Das innenpolitische Klima wird rauer

Sozialpartnerschaft und rot-schwarzer Konsens weichen einem harten Parteiendreikampf
Daniela Kittner

Daniela Kittner

Über Jahre hinweg war der Mai-Aufmarsch auf dem Wiener Rathausplatz nicht viel mehr als eine rote Folkloreveranstaltung. Der Protest der einen oder anderen Gruppe gegen eine Sparmaßnahme der Bundesregierung war das höchste der Gefühle. In der Regel stand der Kanzler wachelnd auf der Mai-Tribüne und regierte die restlichen 364 Tage im Jahr gemeinsam mit der ÖVP.

Diese beschaulichen Zeiten sind vorbei. Heuer waren wieder mehr Menschen gekommen, noch mehr rote Kampfsymbole zu sehen, noch mehr Konzernkritik und noch schärfere Reden zu hören. Bürgermeister Michael Ludwig nahm gar Bezug auf die Dreißigerjahre und die Verhaftung des legendären Bürgermeisters Karl Seitz, als er das Rote Wien gegen die Bundesregierung verteidigte.

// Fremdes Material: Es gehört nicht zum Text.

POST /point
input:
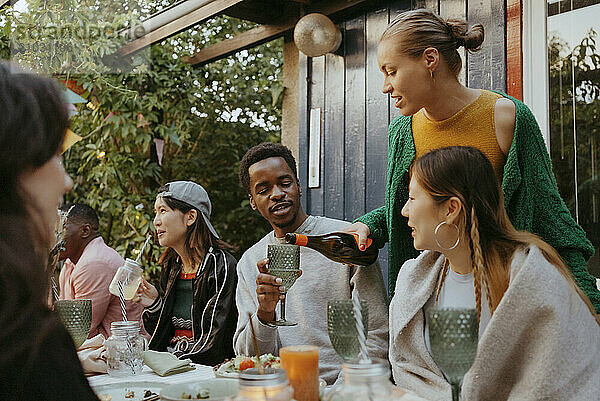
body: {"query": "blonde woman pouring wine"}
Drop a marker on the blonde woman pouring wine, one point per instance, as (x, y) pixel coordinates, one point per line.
(194, 313)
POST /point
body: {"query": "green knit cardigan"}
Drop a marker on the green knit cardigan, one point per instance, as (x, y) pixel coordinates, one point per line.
(531, 199)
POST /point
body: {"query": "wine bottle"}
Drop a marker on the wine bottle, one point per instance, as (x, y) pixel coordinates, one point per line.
(339, 247)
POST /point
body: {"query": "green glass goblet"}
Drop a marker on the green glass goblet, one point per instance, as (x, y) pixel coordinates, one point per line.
(76, 315)
(341, 326)
(453, 336)
(284, 262)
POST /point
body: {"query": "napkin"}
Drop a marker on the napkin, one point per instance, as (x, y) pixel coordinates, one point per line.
(165, 363)
(92, 355)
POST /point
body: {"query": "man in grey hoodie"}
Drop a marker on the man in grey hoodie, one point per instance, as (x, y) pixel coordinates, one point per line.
(268, 173)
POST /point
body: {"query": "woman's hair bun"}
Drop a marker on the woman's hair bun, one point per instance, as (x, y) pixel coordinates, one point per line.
(471, 38)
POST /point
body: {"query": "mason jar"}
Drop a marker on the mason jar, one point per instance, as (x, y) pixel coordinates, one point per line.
(365, 381)
(130, 277)
(271, 385)
(125, 349)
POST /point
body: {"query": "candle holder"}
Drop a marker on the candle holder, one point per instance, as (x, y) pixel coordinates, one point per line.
(341, 326)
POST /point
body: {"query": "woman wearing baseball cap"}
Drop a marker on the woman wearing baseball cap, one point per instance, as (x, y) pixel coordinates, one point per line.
(193, 314)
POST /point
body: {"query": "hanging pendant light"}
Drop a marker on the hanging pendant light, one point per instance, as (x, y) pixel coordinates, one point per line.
(315, 35)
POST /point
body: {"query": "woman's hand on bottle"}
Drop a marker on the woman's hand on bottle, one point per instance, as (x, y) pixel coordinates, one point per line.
(362, 230)
(268, 291)
(146, 294)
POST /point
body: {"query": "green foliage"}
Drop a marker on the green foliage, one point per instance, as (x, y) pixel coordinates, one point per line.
(575, 112)
(207, 116)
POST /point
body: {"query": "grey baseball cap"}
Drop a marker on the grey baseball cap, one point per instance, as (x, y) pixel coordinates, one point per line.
(194, 195)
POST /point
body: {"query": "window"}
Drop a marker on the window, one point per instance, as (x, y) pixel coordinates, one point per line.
(573, 60)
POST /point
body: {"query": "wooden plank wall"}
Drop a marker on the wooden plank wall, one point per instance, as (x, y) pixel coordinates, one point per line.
(355, 114)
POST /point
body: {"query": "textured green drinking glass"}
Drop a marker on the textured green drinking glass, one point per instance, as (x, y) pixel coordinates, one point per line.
(341, 326)
(284, 262)
(453, 336)
(76, 315)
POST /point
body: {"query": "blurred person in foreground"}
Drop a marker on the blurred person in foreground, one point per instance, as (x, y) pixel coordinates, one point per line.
(38, 360)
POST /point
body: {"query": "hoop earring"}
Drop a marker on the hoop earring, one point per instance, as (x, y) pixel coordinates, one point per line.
(435, 233)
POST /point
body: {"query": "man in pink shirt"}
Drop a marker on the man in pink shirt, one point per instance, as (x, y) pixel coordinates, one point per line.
(89, 268)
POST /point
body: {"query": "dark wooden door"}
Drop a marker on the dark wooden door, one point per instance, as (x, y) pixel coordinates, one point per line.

Die türkis-blaue Regierung trägt aber auch das Ihre zum Anheizen der Stimmung bei: AK-Beiträge senken, Gewerkschafter aus der Sozialversicherung drängen, Gebietskrankenkassen abschaffen und ein Stundenlohn von 1,50 Euro für Asylwerber sind der Stoff, der die SPÖ-Basis mobilisiert. Nicht zu vergessen der Vizekanzler, der sich mit voller Absicht eines rechtsextremen Schlüsselworts bedient, um damit Wahlkampf zu betreiben.

Sebastian Kurz versucht, mit Steuersenkungen, strammem Anti-Migrationskurs und seinem Kanzlerbonus die ÖVP auf der Erfolgsstraße zu halten.

Sozialpartnerschaft und rot-schwarzer Grundkonsens sind ziemlich am Ende, das wird jetzt erstmals richtig sichtbar. An deren Stelle tritt ein mit harten Bandagen geführter Dreikampf. Die EU-Wahl am 26. Mai wird ein erster Test der neuen Verhältnisse.